Sabji Mandi
The wind beats past my covered head as Aunty takes me through the 
various intersections to the Pimpri Sabji Mandi (vegetable market). I am
 no longer a foreigner, I am just another person in the mass of cars, 
bikes, and buses. We pull into the entrance of the market and Aunty 
tells me to wait as she parks the bike. People don’t stare like they 
normally do. My salwar-like pants and raincoat allow me to blend in to 
the crowds of vendors and people buying their groceries. Aunty comes 
back with two cloth bags and beckons me towards the brightly lit 
entrance of the Mandi.
We enter and I am surrounded by thousands of vegetables and fruits. 

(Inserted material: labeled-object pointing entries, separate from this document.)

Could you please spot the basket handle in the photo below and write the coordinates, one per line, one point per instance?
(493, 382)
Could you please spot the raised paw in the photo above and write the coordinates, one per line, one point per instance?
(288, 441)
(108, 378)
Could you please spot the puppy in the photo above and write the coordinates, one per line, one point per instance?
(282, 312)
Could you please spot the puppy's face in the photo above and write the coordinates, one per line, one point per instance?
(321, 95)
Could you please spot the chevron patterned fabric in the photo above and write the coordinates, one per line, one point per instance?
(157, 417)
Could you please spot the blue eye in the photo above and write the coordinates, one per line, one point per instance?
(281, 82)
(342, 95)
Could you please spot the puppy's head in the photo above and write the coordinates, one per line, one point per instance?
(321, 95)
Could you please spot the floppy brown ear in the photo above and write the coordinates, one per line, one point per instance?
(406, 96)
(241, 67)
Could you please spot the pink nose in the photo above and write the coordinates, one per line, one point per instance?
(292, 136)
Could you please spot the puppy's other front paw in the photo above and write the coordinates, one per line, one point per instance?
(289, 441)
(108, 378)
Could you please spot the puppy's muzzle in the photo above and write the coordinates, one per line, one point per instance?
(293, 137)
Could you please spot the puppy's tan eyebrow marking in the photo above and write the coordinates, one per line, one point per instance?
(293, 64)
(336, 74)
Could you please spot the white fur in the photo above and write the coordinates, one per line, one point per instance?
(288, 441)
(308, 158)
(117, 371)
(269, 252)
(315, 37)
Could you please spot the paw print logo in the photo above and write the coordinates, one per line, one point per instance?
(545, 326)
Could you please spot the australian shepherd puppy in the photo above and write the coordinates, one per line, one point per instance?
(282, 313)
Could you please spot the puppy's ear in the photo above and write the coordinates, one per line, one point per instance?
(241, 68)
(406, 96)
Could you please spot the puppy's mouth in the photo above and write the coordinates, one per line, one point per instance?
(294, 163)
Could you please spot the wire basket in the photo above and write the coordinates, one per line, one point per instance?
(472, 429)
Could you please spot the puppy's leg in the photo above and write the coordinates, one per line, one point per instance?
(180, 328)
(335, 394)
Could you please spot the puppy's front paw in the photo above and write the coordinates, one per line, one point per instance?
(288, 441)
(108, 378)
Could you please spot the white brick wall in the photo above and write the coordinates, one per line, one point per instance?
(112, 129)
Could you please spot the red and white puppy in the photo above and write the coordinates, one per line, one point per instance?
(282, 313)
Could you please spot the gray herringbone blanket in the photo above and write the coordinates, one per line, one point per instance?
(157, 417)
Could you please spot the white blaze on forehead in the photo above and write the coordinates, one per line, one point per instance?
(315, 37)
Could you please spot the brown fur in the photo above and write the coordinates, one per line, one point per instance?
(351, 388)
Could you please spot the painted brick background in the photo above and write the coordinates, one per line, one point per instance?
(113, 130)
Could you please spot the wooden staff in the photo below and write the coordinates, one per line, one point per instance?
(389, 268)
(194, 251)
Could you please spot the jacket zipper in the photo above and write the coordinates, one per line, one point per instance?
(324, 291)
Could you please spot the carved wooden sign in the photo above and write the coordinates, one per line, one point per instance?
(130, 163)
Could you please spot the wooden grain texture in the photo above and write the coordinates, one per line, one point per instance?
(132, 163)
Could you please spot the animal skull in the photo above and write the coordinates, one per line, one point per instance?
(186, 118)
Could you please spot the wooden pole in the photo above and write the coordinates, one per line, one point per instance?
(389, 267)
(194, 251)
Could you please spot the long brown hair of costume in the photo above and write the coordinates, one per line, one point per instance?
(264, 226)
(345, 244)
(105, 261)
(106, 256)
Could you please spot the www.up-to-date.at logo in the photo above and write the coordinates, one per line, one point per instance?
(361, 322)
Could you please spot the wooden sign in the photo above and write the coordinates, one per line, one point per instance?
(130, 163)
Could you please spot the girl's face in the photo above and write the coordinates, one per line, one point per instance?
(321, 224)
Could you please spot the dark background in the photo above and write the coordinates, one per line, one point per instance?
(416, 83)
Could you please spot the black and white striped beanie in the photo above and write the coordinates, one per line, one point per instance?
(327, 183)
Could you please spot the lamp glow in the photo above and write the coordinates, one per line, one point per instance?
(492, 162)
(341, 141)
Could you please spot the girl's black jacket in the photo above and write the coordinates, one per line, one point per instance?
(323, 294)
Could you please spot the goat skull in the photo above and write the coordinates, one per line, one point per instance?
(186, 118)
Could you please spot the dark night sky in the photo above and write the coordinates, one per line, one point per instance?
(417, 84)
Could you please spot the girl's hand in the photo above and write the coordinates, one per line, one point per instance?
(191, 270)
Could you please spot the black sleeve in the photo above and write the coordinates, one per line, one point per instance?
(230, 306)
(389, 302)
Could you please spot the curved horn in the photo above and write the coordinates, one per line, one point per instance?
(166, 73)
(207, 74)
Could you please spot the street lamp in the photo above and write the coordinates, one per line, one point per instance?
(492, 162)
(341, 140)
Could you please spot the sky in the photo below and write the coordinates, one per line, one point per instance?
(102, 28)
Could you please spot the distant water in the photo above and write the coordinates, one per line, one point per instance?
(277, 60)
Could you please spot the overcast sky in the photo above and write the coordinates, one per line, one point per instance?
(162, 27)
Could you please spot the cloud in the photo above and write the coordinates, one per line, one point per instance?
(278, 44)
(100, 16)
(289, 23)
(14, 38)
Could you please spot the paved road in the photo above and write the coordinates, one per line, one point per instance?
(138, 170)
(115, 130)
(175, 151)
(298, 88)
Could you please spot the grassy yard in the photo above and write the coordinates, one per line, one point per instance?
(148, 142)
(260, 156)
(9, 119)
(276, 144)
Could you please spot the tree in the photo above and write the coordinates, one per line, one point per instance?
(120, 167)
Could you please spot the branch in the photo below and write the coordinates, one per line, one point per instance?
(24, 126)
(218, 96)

Even though 8pm is an off time for shopping, my Americanized brain is 
shocked by how many vendors and shoppers there are. Aunty tells me that 
she has to buy some vegetables and that I should tell her what types of 
fruit I like. 
“Aam (Mango).” I say immediately, forgetting that Mango is a warm 
season fruit and that they have been out of season for two months. She 
looks at me and smiles,
“Okay.” She takes me to a stall that is filled with various colors of
 vegetables, she points to a basket of small yellowy-green colored 
Mangoes and asks, in Marathi, what the cost is. The vendor quickly 
responds and they proceed to have a quiet barter as to how many Mangoes 
she should buy and what a good price is. They decide and the vendor 
places the precious fruit the left side of an old scale and a two kilo 
weight on the other. He adds and detracts a few of the little treasures 
until the scales match and then pours the fruit into a plastic bag 
before handing them to my host mother.
“Thik Hei?” Aunty asks me, I nod. “I will now go to get the other 
food.” She tells me in her soft Marathi accent. I shake my head and we 
continue through the body of the Mandi. As we finish at each stop, I 
begin to feel more and more comfortable and even start to touch some of 
the food.
Although my scarf begins to fall off my head, people still don’t seem
 to recognize me as a foreigner. As we walk towards the exit of the 
Mandi, I can feel the light rain hitting my head. I reach for my scarf 
and cover my forehead, nose, and mouth as Aunty has instructed me to do.
Aunty places the bags of food into the scooter and she nods her head,
 telling me to sit on the back to the bike. Aunty starts the engine and 
feel the same wind come over my head. Rain water hits my glasses as we 
race through traffic. I place my hands on the sides of my legs and as 
the wind once again whips past my body, I feel at home.